In your opinion, if roottotip gives a significant p-value, but the signal is a bit iffy (excuse the technical language, see the results below) would there be any value in randomising and carrying out the full bactdating analysis?

Many thanks,

Phil

Screenshot 2019-09-03 at 16 32 22

xavierdidelot commented 5 years ago

Hi Phil,

Yes you are correct that this test is based on a permutation of the root-to-tip analysis. I thought this is what was done in Ramsden et al, but actually you're right they did a permutation on the BEAST analysis. This is of course also feasible in BactDating, as mentioned in the discussion of the paper (right at the end of page 9).

The p-value obtained from permuting the root-to-tip analysis is useful to get a quick indication of significance, but it can't fully be trusted since it is based on a regression on points that are not independent.

Another option is to compare two runs of BactDating with correct dates versus with all dates set equal, and this is implemented in BactDating using DIC model comparison, as described in the paper. This has the advantage to only requires to run BactDating one more time, but DIC is known to have limitations.

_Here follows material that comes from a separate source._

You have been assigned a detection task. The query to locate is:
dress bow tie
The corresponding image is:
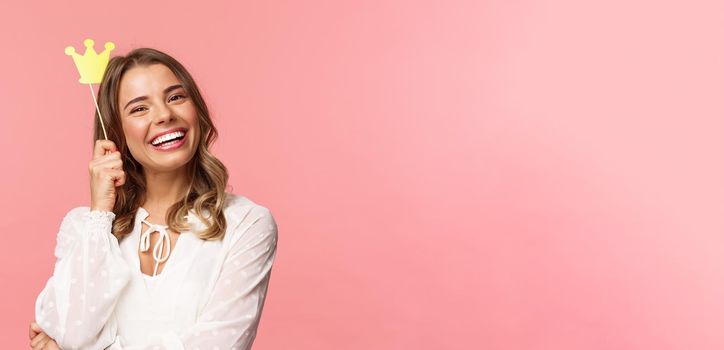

So if you want to really do the best you can in terms of testing the strength of the temporal signal in your dataset it would indeed be a good idea to do permutation test of sampling dates on the BactDating analysis. In your case 100 duplications would probably be quick and enough and I would expect you to find that the estimated clock rate is higher with the correct dataset than with any of the permutations.

Best wishes, Xavier

flashton2003 commented 5 years ago

Thanks Xavier!